In my coaching career, I have only met a handful of people who have this ability. It has at times made me wonder – perhaps ‘disciplined’ people are born with a certain disposition that protects them from making ‘bad’ choices. These are the iron-willed individuals who are impervious to any temptation. Unfortunately, these are rare – and you will find that they don’t try particularly hard to be that way. No matter what happens around them, they’ll find ways to stay the course.

However, if we accept that there are people born with a natural disposition towards being disciplined, then we must de facto accept that the opposite is also true. There will be people who are very influenced by their environment. These are the people who will mould to whatever occurs in their lives. If we think along these lines, then we have to ask the question – what is the environment currently… that might be influentially harmful to these people?

What immediately comes to mind (especially as it pertains to the obesity epidemic) is the availability of fast foods. Not only is it convenient, but it is also financially more viable than most ‘healthier’ options. Fast foods are also extremely palatable, which makes us feel good in the moment. However, palatability and satiety are not the same, so this has a tendency to cause overconsumption. Furthermore, stress is piling on top of people’s lives. You might argue that it is no more stressful than other decades, but technological advancement has made stable careers completely redundant. Look no further than the impact driverless cars will have on drivers as an occupation in the near future. As stress increases, our proclivity to make harder decisions decreases.

In addition, pertaining to movement, most of our main methods of transportation are very low in physical motion. We travel in cars and trains, vehicles that were designed to save us time and effort. Lifts exist to assist people who don’t want to take the stairs. Escalators are automated steps that do the walking for you. The intent was always good. But some of the consequences have been bad. If we were to modify the environment such that bikes were the preferred method of transport – perhaps we would see a spike in physical activity.
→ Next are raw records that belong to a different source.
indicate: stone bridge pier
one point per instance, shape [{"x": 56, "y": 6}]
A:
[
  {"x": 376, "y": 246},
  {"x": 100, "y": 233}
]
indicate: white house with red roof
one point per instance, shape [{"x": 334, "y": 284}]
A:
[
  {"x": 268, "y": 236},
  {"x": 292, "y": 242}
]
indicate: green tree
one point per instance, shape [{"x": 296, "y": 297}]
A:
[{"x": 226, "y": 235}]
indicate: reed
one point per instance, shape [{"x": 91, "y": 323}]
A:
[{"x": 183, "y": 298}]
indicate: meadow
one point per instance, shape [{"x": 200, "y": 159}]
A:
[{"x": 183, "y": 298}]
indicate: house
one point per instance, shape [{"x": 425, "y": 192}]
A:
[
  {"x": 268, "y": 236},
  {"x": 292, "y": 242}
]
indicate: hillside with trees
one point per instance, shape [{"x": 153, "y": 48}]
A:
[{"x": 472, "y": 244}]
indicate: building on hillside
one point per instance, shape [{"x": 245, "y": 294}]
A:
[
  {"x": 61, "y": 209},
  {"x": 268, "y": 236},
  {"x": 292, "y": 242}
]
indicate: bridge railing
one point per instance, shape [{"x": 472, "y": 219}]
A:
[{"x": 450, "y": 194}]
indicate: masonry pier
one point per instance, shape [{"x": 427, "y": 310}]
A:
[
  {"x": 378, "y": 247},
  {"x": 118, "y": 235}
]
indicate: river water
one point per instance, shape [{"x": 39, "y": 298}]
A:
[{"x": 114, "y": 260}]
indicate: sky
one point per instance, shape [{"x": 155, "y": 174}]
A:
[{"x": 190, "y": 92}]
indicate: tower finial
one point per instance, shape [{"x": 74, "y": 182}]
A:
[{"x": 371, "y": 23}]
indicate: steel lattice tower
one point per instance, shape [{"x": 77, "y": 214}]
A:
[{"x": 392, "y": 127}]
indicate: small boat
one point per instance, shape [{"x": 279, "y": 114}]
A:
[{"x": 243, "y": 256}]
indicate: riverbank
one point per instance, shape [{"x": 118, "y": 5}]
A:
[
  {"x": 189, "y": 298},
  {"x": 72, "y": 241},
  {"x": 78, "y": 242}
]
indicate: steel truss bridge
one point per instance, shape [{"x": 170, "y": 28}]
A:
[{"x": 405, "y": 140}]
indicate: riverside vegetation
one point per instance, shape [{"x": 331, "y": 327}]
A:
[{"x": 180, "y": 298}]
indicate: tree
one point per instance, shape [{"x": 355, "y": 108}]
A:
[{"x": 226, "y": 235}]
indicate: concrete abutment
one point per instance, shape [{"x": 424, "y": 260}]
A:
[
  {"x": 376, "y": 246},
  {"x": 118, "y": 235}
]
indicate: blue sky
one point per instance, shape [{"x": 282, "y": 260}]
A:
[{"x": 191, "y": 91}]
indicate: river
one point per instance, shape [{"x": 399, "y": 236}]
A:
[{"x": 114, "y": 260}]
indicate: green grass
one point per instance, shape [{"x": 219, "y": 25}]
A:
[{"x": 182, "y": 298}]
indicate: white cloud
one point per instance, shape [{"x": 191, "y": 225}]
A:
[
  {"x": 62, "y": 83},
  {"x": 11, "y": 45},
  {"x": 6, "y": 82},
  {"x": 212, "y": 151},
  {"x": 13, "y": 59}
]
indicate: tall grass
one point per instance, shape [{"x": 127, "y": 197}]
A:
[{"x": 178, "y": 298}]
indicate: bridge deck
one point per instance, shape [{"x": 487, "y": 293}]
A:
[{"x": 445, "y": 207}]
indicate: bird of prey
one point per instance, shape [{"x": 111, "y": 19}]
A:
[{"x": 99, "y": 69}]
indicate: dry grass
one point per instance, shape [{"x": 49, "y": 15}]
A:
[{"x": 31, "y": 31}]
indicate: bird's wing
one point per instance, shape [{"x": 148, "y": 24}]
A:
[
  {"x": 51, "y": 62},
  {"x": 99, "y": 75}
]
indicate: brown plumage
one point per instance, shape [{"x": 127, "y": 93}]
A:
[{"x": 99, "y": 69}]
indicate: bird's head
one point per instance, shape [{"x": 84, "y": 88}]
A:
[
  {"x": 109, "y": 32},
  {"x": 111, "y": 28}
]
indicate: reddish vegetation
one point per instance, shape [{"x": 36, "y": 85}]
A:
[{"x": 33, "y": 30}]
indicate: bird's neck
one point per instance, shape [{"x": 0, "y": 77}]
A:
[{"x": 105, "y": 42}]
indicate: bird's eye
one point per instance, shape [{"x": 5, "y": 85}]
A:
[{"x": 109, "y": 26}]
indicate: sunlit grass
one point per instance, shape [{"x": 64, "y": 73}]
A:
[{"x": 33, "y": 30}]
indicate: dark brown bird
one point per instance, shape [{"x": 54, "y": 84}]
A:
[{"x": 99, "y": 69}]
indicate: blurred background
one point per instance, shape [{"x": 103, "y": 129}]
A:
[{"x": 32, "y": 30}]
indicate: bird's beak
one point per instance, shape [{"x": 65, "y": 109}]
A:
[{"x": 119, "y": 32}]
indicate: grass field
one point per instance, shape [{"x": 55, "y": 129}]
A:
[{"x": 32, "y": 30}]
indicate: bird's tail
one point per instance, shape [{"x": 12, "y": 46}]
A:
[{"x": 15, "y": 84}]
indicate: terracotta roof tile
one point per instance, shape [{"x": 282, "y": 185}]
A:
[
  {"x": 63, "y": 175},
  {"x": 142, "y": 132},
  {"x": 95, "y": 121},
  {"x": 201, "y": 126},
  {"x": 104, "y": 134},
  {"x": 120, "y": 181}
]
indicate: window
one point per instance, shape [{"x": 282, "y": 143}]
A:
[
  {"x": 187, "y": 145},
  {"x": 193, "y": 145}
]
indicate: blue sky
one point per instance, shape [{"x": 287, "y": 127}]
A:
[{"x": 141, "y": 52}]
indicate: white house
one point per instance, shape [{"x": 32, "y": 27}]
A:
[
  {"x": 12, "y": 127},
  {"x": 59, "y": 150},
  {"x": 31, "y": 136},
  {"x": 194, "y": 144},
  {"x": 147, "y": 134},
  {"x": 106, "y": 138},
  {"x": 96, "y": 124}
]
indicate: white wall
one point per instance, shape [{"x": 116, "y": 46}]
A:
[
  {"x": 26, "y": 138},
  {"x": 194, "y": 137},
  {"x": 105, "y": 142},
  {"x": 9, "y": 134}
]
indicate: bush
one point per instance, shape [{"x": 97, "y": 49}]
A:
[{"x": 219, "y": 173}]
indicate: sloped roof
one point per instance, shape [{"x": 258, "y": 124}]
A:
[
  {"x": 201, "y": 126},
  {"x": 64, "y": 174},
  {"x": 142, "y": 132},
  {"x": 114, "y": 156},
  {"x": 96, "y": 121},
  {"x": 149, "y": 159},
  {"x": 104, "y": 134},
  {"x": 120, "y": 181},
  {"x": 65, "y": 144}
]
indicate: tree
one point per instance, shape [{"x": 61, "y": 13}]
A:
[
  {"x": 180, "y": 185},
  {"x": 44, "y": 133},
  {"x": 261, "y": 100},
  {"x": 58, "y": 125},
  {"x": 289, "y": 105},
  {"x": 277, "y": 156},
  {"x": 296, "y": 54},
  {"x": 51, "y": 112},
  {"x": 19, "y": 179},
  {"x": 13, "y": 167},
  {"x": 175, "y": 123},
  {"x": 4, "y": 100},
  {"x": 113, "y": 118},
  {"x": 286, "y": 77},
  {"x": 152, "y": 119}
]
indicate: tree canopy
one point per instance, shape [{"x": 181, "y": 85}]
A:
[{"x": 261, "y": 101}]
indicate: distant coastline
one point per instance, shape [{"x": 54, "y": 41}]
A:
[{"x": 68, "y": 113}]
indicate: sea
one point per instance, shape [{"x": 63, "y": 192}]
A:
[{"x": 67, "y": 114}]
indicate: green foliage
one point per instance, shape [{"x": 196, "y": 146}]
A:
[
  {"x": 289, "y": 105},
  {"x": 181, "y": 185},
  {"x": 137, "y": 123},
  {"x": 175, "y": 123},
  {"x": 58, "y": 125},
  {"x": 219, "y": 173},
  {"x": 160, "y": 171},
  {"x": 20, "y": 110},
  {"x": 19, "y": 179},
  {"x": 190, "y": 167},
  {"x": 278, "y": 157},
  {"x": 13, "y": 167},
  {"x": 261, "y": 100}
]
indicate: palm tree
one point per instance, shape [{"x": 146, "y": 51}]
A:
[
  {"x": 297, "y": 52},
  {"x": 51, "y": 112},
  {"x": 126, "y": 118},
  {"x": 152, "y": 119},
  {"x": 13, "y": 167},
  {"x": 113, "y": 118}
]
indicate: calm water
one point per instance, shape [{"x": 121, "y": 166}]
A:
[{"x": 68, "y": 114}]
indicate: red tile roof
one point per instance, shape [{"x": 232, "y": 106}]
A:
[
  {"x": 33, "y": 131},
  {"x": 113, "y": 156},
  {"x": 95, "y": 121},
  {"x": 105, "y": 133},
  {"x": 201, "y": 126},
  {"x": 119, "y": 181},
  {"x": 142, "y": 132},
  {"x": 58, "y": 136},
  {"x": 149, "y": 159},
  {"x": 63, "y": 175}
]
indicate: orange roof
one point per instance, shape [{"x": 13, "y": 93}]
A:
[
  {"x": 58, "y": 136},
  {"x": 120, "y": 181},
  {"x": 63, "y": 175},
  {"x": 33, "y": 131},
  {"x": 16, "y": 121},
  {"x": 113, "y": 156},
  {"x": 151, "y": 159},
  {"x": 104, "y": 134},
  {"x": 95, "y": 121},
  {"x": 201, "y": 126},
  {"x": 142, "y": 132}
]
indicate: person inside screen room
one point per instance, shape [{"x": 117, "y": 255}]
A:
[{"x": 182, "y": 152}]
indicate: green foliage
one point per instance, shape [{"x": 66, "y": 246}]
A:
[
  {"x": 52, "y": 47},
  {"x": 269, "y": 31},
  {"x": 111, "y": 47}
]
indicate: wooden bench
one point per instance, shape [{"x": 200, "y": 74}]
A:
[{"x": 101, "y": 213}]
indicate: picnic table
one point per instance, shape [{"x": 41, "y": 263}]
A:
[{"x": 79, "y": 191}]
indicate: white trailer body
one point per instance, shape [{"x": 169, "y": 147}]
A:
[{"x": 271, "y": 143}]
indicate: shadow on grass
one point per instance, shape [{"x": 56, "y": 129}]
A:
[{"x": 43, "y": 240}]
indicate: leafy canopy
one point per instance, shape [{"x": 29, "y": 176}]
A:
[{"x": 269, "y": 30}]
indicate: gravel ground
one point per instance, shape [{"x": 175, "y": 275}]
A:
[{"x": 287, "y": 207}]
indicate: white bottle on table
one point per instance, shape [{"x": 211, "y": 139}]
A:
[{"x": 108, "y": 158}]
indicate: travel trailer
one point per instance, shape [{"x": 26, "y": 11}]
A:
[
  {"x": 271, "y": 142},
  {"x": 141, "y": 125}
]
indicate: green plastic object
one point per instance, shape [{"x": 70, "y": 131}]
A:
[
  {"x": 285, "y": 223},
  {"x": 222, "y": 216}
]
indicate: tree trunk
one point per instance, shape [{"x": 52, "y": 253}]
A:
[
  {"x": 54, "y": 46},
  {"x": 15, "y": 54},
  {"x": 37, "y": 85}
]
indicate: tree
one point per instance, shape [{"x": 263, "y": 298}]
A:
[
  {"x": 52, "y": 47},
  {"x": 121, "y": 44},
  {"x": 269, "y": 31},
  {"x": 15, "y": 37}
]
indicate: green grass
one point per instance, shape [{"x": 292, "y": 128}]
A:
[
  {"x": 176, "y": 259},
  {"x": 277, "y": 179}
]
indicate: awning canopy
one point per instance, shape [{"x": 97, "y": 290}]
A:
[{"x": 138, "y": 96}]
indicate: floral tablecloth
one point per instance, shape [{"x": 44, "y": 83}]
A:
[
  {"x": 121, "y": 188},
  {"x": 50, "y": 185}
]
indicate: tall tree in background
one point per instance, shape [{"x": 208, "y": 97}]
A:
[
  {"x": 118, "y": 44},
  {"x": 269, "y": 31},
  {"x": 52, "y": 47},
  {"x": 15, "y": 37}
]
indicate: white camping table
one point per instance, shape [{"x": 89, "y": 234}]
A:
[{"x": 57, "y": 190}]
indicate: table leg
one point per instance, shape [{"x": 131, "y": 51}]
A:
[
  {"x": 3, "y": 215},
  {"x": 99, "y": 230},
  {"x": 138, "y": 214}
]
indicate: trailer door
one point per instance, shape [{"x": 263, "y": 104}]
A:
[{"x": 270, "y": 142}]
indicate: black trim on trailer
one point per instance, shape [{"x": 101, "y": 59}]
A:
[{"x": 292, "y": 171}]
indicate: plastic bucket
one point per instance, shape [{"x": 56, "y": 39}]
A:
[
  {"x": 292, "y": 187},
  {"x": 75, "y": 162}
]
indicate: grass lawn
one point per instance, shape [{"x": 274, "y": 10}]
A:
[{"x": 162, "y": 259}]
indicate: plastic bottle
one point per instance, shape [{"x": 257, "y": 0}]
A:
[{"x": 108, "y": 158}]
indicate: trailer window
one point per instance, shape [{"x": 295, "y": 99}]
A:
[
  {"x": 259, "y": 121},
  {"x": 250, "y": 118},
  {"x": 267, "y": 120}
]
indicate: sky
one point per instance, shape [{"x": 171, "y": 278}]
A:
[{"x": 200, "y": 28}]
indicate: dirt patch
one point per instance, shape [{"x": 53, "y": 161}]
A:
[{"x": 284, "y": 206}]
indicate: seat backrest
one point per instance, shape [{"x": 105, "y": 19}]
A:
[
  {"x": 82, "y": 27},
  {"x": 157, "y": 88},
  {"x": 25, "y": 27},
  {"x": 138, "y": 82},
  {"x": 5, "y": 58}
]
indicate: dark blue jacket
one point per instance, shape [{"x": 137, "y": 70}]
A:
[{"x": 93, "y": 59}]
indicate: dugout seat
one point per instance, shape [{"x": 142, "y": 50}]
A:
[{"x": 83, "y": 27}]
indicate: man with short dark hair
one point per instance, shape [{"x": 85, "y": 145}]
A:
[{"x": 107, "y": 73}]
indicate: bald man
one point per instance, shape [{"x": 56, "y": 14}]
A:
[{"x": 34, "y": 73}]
Make no mistake, I am not being an apologist for people who find it hard to make difficult decisions. I’m saying that pragmatically, there ARE people who will always struggle. Our role is to curate an environment that suits this individual as best we can. This could mean the home is void of junk food. It could mean introducing government policy that positions ‘unhealthier’ products less visibly. It could mean redesigning our roads so that it is inconvenient to not have a bike.

Telling struggling individuals that they need to be more ‘disciplined’ is probably going to fail us in the long term. We require a balance between individual discipline and collective thinking.